The platform is seeking donations as well as interest from designers who could lend their advice and expertise. Lumsden says that he’s been receiving many more CVs than usual, and part of solution has been putting designers in touch with each other. “It’s looking after a profession we all love,” he adds. “And there is light at the end of the tunnel.”


“We don’t want to lose the people with the experience either”

Lumsden adds that it’s not just about the graduates, but also designers that have been laid off. “We don’t want to lose the people with the experience either,” he says, likening the DCH to the advertising industry’s support organisation National Advertising Benevolent Society (NABS).

“It’s there to help people with trouble, and the design industry has never had something like that.
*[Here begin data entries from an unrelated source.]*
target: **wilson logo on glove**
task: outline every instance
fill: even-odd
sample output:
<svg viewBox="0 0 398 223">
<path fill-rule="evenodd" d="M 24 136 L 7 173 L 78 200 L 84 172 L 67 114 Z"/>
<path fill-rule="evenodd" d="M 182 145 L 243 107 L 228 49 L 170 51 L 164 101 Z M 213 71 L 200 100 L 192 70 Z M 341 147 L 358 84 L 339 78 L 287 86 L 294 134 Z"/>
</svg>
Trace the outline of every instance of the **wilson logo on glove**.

Isn’t it about time that the design community put their heads above the parapet?”

Lumsden says that his studio will be taking around four graduates and offer their skills to clients who have not got a design budget. The studio will fund this process, and the graduates will be mentored in the studio. “That helps the clients and the graduates as it gives them something for their portfolio,” Lumsden says.

Tim Greenhalgh is set to connect graduates with Landor & Fitch’s international offices. That process will be easier given current remote working conditions, Lumsden adds. He hopes that this will help designers feel like they’re part of an active network rather than “sitting isolated in their bedrooms”, he says.

It’s aimed at all sectors of design, from retail to website developers and the ambitions are long-term, Lumsden adds. As part of these overarching efforts in building a “more vibrant future” for the industry, the designer says that the DCH will seek to address issues around diversity in the industry as well as support international designers.

“Within the networks that all the design companies and agencies have, we think we can really make a difference.”